İnsan olarak bilmeliyiz ki öz eleştiri yapmadan, kendimizdeki hataları düzeltmeden yaptığımız işler düzgün olmayacaktır. Zaten yaptığımız işler bizim aynamızdır. Eksik ve hatalı hâlimiz yaptığımız işe de yansımaktadır. Ne yaparsak yapalım bahane üretmeyelim. Şunu bilelim ki bahane üretmek çok basittir ve çevremize baktığımızda bir sürü bahane üretebileceğimiz durum vardır. Zaten toplumda ve dünyada birçok olumsuz durum söz konusudur. Toplumumuza baktığımızda herkes şikâyet etmekte ama olumsuzlukları düzeltmek için kimse çaba sarf etmemektedir.
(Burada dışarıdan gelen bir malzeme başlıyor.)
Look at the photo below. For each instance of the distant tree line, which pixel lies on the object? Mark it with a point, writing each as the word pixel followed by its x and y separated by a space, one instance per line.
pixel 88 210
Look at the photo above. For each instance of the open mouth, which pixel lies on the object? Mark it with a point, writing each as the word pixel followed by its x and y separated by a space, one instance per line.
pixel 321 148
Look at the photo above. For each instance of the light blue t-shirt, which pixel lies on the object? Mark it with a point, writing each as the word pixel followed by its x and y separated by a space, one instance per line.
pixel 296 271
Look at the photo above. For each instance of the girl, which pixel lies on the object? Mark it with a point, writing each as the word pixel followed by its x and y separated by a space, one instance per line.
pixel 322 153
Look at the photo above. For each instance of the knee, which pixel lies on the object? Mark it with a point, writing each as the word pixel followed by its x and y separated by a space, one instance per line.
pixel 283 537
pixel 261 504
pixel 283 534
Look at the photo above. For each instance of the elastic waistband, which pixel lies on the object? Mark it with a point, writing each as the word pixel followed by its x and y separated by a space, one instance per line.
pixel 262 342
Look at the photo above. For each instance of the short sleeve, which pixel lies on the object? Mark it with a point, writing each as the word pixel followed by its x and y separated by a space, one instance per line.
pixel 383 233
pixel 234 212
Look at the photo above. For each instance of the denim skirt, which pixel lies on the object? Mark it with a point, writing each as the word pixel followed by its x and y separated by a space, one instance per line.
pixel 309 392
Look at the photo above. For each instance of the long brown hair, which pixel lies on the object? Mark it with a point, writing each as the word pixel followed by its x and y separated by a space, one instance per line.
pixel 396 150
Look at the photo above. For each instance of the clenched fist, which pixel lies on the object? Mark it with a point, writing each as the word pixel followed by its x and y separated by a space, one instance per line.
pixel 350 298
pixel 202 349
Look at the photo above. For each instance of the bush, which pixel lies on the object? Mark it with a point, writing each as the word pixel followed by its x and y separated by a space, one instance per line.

Peki biz ne yapabiliriz? Biz hayatı pozitif anlamda nasıl değiştirebiliriz? Hayatı nasıl güzelleştirebiliriz? Meseleye ne yaparsak yapalım yaptığımız işi önemsemekle başlayabiliriz. Etraftaki olumsuzluklara takılmadan ve aldırış etmeden, onların bizi aşağı çekmesine izin vermeden, işimizi severek ve bir sanatçı gibi eserimizi azim ve kararlılıkla en güzel şekilde yapmaya gayret edelim. Şunu bilelim ki hepimiz insanız ve hepimiz hata yaparız. Bir şeyi hemen kusursuz bir şekilde yapamayız. Yaptığımız işlerde mutlaka hata yapacağız. Önemli olan hata yapmaktan korkmamak ve korkularımıza kapılmadan yapılacak işlere koyulmaktır. Unutmayalım ki hatalarımız deneyimlenmedikçe fark edilmez ve düzeltilmez. Önümüze gelen işlerde hataları düzelte düzelte daha iyi ve kusursuz bir iş ortaya çıkarma gayretine girmek, beklenen eylemin ta kendisidir. Bu kararlılıkla ilerlersek yaptığımız iş daha kusursuz olmaya doğru gidecektir. Zaten yaptığımız işten emin olmaya başlarsak bahane üretmemizi gerektiren bir durum olmayacaktır. Bizdeki hâli başka insanlara da yansıtabilirsek, başka insanlar da bizden etkilenirse toplumda olan şikâyet etme ve işlerini yüzeysel yapma durumu zamanla kaybolacaktır. İşini iyi yapan insan sayısı arttıkça toplumdaki olumsuz hava dağılacak ve toplum günden güne bir hasta misali iyileşecek ve daha iyiye doğru gidecektir.

Kararlılık ve samimiyetle yapılan işlerde Allah, kuluna yardım edecektir. Bazen başımıza gelmiştir: Bir konuda çok sıkışırız ve ilerleyemeyiz. Oluşan sorunu aşamayız. Tam da o durumda bizdeki samimiyet ve kararlılık hâli ile birlikte Yüce Allah bize aşamadığımız sorunu çözmek için yardım eder. Zor görünen sorunun çözümü mucizevi bir şekilde önümüze çıkar. Biz yeter ki içimizdeki samimiyeti kaybetmeyelim. Hayatı güzelleştirmek için çabalayalım. Allah’a güvenelim. O her zaman samimi kullarının yardımcısıdır. Son olarak; Atatürk’ün bir sözüyle yazımızı noktalayalım: “Hiçbir şeye ihtiyacımız yok, yalnız bir şeye ihtiyacımız vardır; çalışkan olmak.”